Books, Documentaries, Reviews: January 5, 2016
EUPHORIA by Lily King
I recently listened to Lily King’s novel EUPHORIA, downloaded from the Maine library system.
This novel was listed among the years ten best in 2014 by The New York Times.
I really enjoyed this novel, which is somewhat based on an episode in the life of Margaret Mead, but which is so much more. King captures in the novel competing views on how one goes about practicing anthropology, something that is developing and changing anthropology in Mead’s time. What is at stake is the recognition of what can actually be learned from explorations into foreign cultures. The novel also asks what those cultures might learn about the anthropologists and their western culture. Thus, peripheral, but present in the novel, is also the impact western explorers have on previously “undiscovered” cultures.

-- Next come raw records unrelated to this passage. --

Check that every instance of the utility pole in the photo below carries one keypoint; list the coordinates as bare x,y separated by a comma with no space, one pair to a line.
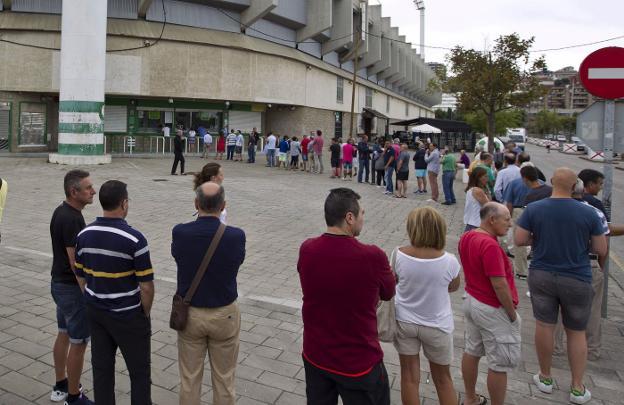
354,85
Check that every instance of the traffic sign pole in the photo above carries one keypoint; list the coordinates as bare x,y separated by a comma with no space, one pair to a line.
609,130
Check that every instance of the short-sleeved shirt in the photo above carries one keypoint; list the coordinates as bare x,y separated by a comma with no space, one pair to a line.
113,258
594,202
294,148
389,153
339,315
304,145
449,163
65,225
271,142
482,258
404,157
537,194
347,152
562,229
515,193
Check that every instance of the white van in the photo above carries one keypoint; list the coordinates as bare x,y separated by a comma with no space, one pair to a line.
517,136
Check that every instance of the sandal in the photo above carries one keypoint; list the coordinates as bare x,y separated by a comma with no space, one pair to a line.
482,400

The novel is dynamic and the story moves forward in good time. It can be read at the surface level of romance in an exotic place, but, as I said above, King is after more than that surface level.
Here’s The New York Times book review. I have dropped in a quote from the review:
In “Euphoria,” the novelist Lily King has taken the known details of that occasion — a 1933 field trip to the Sepik River, in New Guinea, during which Mead and her second husband, Reo Fortune, briefly collaborated with the man who would become her third husband, the English anthropologist Gregory Bateson — and blended them into a story of her own devising. The result is as uncanny as it is transporting. “Euphoria” is a meticulously researched homage to Mead’s restless mind and a considered portrait of Western anthropology in its primitivist heyday. It’s also a taut, witty, fiercely intelligent tale of competing egos and desires in a landscape of exotic menace — a love triangle in extremis.